Das AKP-Regime geht weiter massiv gegen kritische Medien in der Türkei vor. Vorgestern, am 28.8., wurde per Dekret ein Ausstrahlungsverbot für zehn Fernsehsender verfügt, darunter der oppositionelle Sender „Hayatin Sesi“, das alevitische Programm „TV10“ und der kurdische Zeichentrickkanal „Zarok TV“. DIDF, eine auch hierzulande aktive Föderation demokratischer Arbeitervereine mit Mitgliedern vornehmlich aus der Türkei, erklärte am 29.9. zu diesen Maßnahmen: „Nun erreicht diese Repression mit der Schließung von zehn weiteren regierungskritischen Sendern ein neues Ausmaß an antidemokratischen und diktatorischen Maßnahmen. Unter diesen Sendern ist auch Hayatin Sesi TV, der für seine kritischen Beiträge und die unermüdliche Berichterstattung über Menschenrechtsverletzungen und andere wichtige demokratische Themen bekannt ist.“
Oppositionelle Stimmen sollen schweigen
Der Programm-Koordinator von Hayatin Sesi TV, Arif Koşar, erklärte, die AKP wolle ein Einparteiensystem und eine Ein-Mann-Diktatur in der Türkei etablieren. Der aktuelle Schritt der AKP liefere dafür lediglich einen weiteren Beweis. „Oppositionelle Stimmen sollen zum Schweigen gebracht werden und das Ausstrahlungsverbot macht nochmal deutlich, dass man als Oppositioneller in der Türkei derzeit keine Sicherheit genießt“, so Koşar.

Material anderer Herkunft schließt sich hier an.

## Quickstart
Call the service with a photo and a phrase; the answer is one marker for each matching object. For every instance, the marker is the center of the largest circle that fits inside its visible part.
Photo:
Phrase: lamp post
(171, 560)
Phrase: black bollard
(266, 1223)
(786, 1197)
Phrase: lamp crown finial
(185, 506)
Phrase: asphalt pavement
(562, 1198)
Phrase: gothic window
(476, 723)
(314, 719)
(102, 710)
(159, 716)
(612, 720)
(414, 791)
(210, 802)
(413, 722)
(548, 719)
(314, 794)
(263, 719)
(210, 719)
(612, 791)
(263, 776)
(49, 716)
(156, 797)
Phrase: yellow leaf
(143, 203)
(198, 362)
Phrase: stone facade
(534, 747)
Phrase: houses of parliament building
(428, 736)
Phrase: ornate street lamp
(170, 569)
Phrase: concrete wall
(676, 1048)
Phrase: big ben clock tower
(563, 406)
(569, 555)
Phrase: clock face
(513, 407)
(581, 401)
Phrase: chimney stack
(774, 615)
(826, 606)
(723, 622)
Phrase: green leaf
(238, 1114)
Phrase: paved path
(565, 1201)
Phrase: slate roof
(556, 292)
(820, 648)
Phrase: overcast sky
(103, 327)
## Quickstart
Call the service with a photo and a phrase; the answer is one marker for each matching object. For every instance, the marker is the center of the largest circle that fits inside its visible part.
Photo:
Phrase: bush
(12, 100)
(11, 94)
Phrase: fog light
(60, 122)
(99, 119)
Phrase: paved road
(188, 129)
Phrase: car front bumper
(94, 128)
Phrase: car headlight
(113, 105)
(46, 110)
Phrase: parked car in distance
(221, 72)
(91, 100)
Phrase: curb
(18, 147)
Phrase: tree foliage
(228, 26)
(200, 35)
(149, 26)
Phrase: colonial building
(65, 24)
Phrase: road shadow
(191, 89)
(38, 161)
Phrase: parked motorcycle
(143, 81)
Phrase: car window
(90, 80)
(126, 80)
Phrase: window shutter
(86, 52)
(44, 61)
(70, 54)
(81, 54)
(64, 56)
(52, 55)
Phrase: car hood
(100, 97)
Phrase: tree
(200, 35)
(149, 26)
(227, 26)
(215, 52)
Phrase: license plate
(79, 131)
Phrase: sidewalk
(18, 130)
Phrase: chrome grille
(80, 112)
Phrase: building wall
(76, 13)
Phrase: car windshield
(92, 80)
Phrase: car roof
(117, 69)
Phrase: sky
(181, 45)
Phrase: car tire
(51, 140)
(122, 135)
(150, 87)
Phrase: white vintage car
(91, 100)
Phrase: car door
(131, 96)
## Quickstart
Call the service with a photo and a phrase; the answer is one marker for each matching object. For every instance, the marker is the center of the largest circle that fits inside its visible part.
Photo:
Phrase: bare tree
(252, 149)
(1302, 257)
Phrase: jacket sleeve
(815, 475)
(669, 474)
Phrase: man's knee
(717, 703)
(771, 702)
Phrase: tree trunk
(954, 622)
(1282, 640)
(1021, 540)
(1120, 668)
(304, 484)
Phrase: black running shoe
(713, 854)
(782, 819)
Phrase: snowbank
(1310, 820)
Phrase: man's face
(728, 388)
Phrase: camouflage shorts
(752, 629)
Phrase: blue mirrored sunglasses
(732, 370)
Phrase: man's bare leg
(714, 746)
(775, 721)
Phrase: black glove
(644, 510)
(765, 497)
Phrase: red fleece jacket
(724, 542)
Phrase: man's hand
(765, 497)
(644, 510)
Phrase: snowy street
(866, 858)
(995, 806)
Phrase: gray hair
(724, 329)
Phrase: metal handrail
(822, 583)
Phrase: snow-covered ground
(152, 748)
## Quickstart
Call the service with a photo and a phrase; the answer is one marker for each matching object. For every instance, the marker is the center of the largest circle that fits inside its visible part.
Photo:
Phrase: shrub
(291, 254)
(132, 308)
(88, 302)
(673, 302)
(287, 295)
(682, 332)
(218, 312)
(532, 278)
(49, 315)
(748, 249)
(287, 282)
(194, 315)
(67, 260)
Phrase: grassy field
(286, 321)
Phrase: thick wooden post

Auch ein Sprecher des alevitischen Fernsehsenders TV 10 bewertete in einer ersten Reaktion das Ausstrahlungsverbot als Teil einer Gleichschaltungs- und Assimilationspolitik der AKP gegen die alevitische Glaubensgemeinschaft. „Wir haben die Kultur, die Stimmen, die Probleme und die Forderungen der Aleviten zum Thema unseres Fernsehprogramms gemacht“ – die Stimme der Aleviten solle nun zum Schweigen gebracht werden.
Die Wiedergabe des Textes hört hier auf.